En Inde, les tensions persistent entre la Banque centrale et le gouvernement concernant la régulation des cryptomonnaies. Selon Journal du Coin, l’institution monétaire pousse pour un bannissement total, tandis que les autorités politiques affichent une approche plus mesurée, laissant planer le doute sur l’issue finale de ce bras de fer institutionnel.
Ce qu'il faut retenir
- La Banque de réserve de l’Inde (RBI) propose d’interdire totalement les cryptomonnaies dans le pays.
- Le gouvernement indien, de son côté, n’a pas encore tranché, ouvrant la voie à des discussions en cours.
- Cette divergence illustre les désaccords persistants entre régulateurs financiers et pouvoir politique sur un sujet hautement technique et sensible.
- L’Inde, troisième économie d’Asie, cherche à encadrer un secteur en pleine expansion malgré les risques de fraude et de blanchiment.
Une position radicale portée par la Banque centrale
La Réserve Bank of India (RBI), dirigée par le gouverneur Shaktikanta Das, milite depuis des années pour une interdiction pure et simple des cryptomonnaies sur le territoire indien. Dans un rapport récent, l’institution financière a réitéré ses craintes : selon elle, ces actifs numériques menacent la stabilité financière, favorisent les activités illicites et sapent le contrôle de la monnaie locale, la roupie. « Les cryptomonnaies ne sont pas des devises, mais des actifs spéculatifs qui exposent les citoyens à des risques disproportionnés », a déclaré un haut responsable de la RBI sous couvert d’anonymat, cité par Journal du Coin.
Cette position s’inscrit dans une logique de prudence maximale, alors que New Delhi avait déjà imposé, en 2022, un moratoire sur les échanges de cryptos avant de l’assouplir partiellement en 2023. Aujourd’hui, la RBI pousse pour une législation plus stricte, voire une interdiction totale, quitte à s’opposer frontalement au gouvernement.
Le gouvernement indien entre prudence et pragmatisme
De son côté, le gouvernement dirigé par le Premier ministre Narendra Modi semble adopter une approche plus nuancée. Bien que conscient des risques associés aux cryptomonnaies, il n’a pas encore tranché en faveur d’une interdiction totale.
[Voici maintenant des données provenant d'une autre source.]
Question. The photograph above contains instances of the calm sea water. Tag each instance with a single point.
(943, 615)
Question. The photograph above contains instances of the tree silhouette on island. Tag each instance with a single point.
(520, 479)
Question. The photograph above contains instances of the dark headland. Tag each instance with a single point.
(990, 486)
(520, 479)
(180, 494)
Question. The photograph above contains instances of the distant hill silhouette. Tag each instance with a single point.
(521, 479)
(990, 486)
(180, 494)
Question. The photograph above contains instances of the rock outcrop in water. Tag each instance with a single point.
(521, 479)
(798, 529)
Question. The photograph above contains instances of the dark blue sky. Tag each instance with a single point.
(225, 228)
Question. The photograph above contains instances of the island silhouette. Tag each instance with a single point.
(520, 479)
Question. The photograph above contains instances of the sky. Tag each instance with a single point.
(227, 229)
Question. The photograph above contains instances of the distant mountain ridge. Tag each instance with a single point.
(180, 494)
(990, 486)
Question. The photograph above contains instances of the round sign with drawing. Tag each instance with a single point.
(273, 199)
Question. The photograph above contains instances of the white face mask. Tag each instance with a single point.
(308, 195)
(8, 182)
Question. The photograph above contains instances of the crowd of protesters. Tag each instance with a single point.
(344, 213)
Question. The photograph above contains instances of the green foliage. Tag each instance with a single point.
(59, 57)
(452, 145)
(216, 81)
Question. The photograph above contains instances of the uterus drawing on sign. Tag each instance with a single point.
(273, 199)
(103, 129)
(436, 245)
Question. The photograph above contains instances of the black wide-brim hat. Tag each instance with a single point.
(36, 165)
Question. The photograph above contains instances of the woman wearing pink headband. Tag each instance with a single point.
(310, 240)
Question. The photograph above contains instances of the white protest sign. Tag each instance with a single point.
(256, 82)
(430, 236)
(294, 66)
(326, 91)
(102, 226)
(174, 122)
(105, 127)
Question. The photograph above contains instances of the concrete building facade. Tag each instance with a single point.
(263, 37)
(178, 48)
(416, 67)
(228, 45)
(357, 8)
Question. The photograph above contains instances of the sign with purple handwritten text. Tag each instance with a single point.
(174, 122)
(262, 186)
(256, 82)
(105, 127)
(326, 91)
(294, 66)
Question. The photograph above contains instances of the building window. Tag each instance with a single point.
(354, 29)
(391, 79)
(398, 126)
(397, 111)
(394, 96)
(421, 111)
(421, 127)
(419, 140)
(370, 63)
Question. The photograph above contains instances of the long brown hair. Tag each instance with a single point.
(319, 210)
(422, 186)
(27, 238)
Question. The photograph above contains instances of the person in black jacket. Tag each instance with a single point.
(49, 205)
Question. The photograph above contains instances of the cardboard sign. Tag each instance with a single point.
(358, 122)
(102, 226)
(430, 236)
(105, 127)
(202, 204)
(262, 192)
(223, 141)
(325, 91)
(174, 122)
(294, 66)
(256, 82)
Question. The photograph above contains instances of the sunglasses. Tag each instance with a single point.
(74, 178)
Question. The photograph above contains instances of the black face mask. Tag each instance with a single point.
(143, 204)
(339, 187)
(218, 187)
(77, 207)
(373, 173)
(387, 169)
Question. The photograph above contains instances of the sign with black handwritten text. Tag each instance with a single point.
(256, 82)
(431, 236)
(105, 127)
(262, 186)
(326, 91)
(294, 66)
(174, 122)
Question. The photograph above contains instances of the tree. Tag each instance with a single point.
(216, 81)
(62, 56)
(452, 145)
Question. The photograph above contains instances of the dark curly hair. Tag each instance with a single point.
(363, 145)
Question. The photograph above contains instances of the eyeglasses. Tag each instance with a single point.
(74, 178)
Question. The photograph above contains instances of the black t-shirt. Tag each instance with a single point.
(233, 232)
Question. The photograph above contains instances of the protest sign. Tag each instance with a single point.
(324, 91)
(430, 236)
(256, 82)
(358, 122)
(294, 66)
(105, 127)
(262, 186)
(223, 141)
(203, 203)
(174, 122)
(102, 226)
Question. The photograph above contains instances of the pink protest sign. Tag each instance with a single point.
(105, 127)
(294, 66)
Plusieurs ministres ont souligné la nécessité d’un cadre réglementaire équilibré, capable de concilier innovation financière et protection des épargnants.
En mai 2026, le ministre des Finances, Nirmala Sitharaman, a rappelé que « le pays ne peut ignorer les opportunités offertes par la blockchain et les actifs numériques ». Elle a évoqué la possibilité d’un régime fiscal adapté plutôt qu’une prohibition pure, tout en reconnaissant les défis posés par la volatilité et l’anonymat des transactions. Cette position plus ouverte contraste avec l’intransigeance de la RBI, créant une situation de blocage institutionnel.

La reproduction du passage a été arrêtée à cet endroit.